March 3, 2021

Are you hitting the right club?

Nick Price made this statement a few years ago, "I'm not impressed with someone that hits it straight, what I am impressed with, is if they hit it the right distance." Many times I ask one of my students how far they hit a certain club and they usually give me a number that doesn't fit with what I am seeing on the practice tee. What they are giving me is their best shot and not their average shot. When on the course, this person is consistently short on his approach shots, because he is always swinging full and expecting the maximum distance on an exact hit.

Here is what a typical shot pattern looks like for a 150 yards shot by an average 10 to 15 handicapper.

What you see is that only a few shots get far enough to be close to the hole, while most are 30 feet short and many are 60 feet short. A general rule is each club has a difference of 10 yards in length. In this case the player should be using one club more for this shot.



Each shot should be evaluated based on the circumstances that presents itself, but given a middle pin with relatively no problems, this should be the shot pattern that each player should strive for.

The club selection should be one that comfortably will get to the pin without pressing the shot.
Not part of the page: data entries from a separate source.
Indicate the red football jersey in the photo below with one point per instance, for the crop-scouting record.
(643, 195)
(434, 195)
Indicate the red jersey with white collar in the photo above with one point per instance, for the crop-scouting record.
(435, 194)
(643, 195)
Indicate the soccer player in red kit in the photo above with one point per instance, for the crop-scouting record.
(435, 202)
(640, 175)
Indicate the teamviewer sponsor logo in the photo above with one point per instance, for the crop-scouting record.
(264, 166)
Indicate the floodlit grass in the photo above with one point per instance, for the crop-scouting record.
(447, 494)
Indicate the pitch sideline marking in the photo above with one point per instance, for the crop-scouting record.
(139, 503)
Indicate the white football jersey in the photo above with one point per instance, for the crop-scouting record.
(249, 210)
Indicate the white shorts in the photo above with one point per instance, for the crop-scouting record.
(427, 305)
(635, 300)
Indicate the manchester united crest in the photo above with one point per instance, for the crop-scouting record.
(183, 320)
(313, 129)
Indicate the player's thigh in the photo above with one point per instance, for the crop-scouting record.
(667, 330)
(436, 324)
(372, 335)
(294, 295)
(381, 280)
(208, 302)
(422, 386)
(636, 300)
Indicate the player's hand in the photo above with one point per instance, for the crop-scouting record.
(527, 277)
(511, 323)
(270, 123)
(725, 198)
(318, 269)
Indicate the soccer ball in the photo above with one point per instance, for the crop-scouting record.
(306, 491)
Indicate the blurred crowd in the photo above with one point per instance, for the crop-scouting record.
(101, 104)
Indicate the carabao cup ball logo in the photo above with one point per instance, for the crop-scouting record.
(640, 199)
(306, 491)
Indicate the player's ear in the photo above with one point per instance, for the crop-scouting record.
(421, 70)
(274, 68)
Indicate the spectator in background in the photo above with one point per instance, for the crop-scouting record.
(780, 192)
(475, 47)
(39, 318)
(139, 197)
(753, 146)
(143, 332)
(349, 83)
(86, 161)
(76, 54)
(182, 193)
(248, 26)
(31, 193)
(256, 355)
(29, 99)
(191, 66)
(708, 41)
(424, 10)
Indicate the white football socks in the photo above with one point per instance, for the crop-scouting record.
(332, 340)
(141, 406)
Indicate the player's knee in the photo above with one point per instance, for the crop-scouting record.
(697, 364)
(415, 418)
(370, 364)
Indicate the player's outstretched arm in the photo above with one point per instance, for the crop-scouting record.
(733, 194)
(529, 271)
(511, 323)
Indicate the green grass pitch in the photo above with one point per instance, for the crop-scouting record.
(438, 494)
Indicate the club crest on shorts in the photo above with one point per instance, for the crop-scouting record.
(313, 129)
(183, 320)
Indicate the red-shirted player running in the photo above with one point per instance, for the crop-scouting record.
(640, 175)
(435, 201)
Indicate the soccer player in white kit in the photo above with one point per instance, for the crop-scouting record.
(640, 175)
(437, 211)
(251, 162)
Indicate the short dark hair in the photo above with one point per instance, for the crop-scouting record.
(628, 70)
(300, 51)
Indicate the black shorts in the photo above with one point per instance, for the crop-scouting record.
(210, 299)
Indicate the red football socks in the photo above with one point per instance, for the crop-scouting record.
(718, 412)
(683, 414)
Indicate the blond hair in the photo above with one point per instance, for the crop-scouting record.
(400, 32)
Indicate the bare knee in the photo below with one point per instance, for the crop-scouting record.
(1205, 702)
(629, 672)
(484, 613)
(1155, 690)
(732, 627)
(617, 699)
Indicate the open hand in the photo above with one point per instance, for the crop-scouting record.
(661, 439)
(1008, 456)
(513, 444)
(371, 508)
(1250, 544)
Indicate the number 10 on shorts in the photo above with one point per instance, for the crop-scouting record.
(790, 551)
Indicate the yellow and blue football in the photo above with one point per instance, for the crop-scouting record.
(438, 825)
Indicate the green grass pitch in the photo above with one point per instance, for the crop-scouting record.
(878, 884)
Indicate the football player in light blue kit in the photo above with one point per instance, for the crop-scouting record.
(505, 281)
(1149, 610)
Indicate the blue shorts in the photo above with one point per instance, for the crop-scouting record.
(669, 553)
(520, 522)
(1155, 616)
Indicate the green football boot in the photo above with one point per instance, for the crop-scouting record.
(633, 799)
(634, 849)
You should strive for the correct distance, but in the end have as many shots end up past the pin as come up short.



Many years ago at La Quinta Country Club, I played nine holes with Dick Mayer, the 1957 US Open Champion. Dick was not playing much golf those days and had not played for a full year. He played in street shoes and a borrowed set of clubs. It was just a fun nine holes with two other golf professionals. Dick's golf game was of course rusty, but his natural instincts were still there. With all of the reasons for him to play poorly, he played a respectable three over par with a couple of short missed putts. What was impressive, but even more so, was his distance control. Even if he didn't hit it straight, the ball ended up going the right distance. I was much longer in those days and I would hit a 9 iron and Dick would hit a "little" six iron. He wasn't worried about what club it was, he was interested in getting it to go the right distance. Much should be learned from his example.
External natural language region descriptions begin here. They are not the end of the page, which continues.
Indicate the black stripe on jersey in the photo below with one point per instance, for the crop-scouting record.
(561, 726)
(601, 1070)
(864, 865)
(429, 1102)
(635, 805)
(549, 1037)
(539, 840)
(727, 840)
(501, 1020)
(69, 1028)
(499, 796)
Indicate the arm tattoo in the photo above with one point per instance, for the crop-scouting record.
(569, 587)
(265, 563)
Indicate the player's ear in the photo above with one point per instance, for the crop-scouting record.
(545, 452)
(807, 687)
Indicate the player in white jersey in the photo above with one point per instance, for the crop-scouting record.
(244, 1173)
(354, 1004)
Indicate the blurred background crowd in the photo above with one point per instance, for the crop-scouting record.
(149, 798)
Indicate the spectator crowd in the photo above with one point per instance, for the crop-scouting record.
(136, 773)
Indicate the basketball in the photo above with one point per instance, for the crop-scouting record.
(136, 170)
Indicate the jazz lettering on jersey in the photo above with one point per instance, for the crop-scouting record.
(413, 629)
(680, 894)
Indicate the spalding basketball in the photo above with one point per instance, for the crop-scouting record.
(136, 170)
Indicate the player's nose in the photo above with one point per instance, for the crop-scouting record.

When you watch the pros on television, please note their shot pattern. They are very good at getting the right distance. Their shot dispersion is tighter than the average players, but they go past the pin as much as they come up short. There is their chart.

The goal for accurate iron play is to have a reliable free flowing golf swing that produces consistent distance control. A full out 100% golf swing with an iron is not going to be reliable or consistent. Step back a club and swing smoother and you will be pleasantly surprised with your better scores.